Eventually, Aquash’s murder would be the stuff of multiple grand jury investigations and criminal trials, but many observers — McKiernan included — believed the execution was ordered by AIM leaders who suspected she’d become an FBI informant. McKiernan argues that suspicion was part of a deliberate campaign of disruption and distrust hatched by FBI officials like David Price, with whom we also get significant face time. Price, McKiernan reports, made a point of arresting Aquash multiple times on high-profile charges and then quickly releasing her with no apparent explanation. (By that time, two FBI agents had been killed in a shootout with AIM members. A jury would dismiss charges against two of the three arrested, finding they’d acted in self-defense.

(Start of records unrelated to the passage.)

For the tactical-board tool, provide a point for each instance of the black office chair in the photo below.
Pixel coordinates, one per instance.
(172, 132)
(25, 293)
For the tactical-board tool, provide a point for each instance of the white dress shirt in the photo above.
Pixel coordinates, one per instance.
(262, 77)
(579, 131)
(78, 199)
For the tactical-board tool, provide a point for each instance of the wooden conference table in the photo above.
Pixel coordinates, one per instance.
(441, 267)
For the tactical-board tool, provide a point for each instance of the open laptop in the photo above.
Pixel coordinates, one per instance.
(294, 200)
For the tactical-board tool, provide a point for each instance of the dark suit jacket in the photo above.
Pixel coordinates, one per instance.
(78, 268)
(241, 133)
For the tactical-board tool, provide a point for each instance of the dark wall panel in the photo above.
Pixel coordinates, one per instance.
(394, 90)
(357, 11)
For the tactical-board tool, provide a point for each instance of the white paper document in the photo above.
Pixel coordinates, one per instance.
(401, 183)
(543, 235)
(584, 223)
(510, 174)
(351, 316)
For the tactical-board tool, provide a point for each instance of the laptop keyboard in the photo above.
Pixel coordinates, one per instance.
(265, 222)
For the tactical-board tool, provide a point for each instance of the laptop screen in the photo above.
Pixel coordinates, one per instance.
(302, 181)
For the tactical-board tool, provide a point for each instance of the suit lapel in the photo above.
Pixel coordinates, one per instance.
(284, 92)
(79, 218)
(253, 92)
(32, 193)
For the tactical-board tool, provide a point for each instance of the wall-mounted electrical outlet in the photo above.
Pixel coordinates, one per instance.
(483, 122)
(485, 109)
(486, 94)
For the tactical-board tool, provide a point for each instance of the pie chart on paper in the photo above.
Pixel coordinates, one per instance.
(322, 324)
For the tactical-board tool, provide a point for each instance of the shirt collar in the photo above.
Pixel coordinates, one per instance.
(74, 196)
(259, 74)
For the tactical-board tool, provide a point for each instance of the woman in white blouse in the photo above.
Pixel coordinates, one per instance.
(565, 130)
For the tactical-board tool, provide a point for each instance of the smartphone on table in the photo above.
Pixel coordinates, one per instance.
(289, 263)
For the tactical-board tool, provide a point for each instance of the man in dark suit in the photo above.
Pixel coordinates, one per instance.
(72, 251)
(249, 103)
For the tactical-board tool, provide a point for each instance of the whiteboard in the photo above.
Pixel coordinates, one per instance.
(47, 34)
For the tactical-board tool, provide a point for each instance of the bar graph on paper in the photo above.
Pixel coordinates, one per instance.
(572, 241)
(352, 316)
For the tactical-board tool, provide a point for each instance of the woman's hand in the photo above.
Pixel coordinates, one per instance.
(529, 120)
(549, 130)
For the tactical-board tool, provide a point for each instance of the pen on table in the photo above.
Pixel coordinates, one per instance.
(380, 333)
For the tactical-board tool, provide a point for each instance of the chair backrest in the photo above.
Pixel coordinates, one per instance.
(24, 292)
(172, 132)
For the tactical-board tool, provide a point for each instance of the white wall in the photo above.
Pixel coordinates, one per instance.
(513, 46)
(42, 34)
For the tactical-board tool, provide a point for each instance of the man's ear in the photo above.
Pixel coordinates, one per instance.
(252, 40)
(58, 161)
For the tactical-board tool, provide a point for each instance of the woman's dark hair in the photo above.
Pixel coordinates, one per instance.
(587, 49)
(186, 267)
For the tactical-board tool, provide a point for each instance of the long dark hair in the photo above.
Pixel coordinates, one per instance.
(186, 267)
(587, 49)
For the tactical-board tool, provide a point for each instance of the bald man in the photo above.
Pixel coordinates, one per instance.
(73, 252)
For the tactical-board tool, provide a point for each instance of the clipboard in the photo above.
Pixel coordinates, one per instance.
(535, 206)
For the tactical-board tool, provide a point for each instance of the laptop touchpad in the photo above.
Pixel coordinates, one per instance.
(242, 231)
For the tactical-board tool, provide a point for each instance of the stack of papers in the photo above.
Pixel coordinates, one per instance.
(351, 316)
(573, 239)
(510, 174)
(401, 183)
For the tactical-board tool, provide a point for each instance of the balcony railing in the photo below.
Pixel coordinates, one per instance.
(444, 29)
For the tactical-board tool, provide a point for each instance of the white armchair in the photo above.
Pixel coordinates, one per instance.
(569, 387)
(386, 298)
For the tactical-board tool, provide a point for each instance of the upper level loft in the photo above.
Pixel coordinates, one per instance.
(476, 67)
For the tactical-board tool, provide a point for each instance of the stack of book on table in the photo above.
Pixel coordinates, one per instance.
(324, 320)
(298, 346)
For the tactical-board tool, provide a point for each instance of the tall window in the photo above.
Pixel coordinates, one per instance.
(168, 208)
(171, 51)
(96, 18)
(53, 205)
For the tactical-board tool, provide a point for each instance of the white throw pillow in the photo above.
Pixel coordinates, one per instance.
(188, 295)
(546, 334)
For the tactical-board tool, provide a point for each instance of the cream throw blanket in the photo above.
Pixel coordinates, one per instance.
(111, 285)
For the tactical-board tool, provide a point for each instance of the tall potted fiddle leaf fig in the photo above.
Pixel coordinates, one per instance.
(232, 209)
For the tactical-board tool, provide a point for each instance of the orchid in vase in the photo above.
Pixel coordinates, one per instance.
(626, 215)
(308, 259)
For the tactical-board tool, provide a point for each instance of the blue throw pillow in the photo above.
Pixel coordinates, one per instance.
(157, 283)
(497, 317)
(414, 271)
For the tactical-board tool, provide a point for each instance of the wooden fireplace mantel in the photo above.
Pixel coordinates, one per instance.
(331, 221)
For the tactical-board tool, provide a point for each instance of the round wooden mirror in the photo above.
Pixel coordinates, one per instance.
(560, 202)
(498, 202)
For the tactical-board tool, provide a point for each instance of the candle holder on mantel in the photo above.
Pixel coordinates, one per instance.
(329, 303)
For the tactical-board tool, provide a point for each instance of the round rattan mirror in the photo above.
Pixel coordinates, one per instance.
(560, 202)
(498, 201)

The third, Leonard Peltier, would be convicted based on witness testimony that has since been recanted as coerced. He, however, remains behind bars.)
McKiernan would come to suspect that it was Dennis Banks, the charismatic AIM leader with whom McKiernan had grown close over the years, who ordered the Aquash hit. Banks was having an affair with Aquash at the time, and he had already been successfully targeted by one confirmed informant for the FBI. An older McKiernan asked an older Banks point-blank on camera what role he had in Aquash’s death. Banks’s insistence that he had nothing to do with it proved singularly unconvincing. Almost as unbelievable were similarly strained on-camera denials by former FBI agent Price.
McKiernan has spent the better part of 40 years putting meat on this story’s bones. Little wonder it zigs and zags. How could it not? Wounded Knee, we learn, gave rise to a host of Native American rights laws passed in the 1970s, much in the same fashion so many major environmental laws got passed in the wake of Santa Barbara’s oil spill of 1969. How much difference any of it ultimately made remains dubious. Given the crushing poverty on most reservations, it’s tempting to conclude not much. McKiernan ties the 2016-17 protest at the Standing Rock Indian Reservation — which united a new generation of Native American activists with anti-fracking environmentalists — to Wounded Knee. It feels real, but also forced.
More compelling is the story of Willard Carlson, a Yurok elder now in Northern California, whom we first meet telling us how he went to Wounded Knee ready to wage war. His mother we meet as well. When she heard her son’s plans, she explained to McKiernan, she made sure he was properly equipped. In this case, that meant sending him off with eight rifles.
It might be funny if they hadn’t been dead serious.
Carlson would survive Wounded Knee to return home. There, for the past 25 years, he’s been leading the charge to reestablish the material and spiritual infrastructure to reenergize Yurok culture. McKiernan takes us there and shows us how. As we meet Carlson, it’s easy to understand how McKiernan got sucked into this story. And how he’ll never not be able to tell it.
4•1•1 | From Wounded Knee to Standing Rock: A Reporter’s Journey plays Tuesday, December 10, 7 p.m., at the Marjorie Luke Theatre (721 E. Cota St.). See kevinmckiernan.com.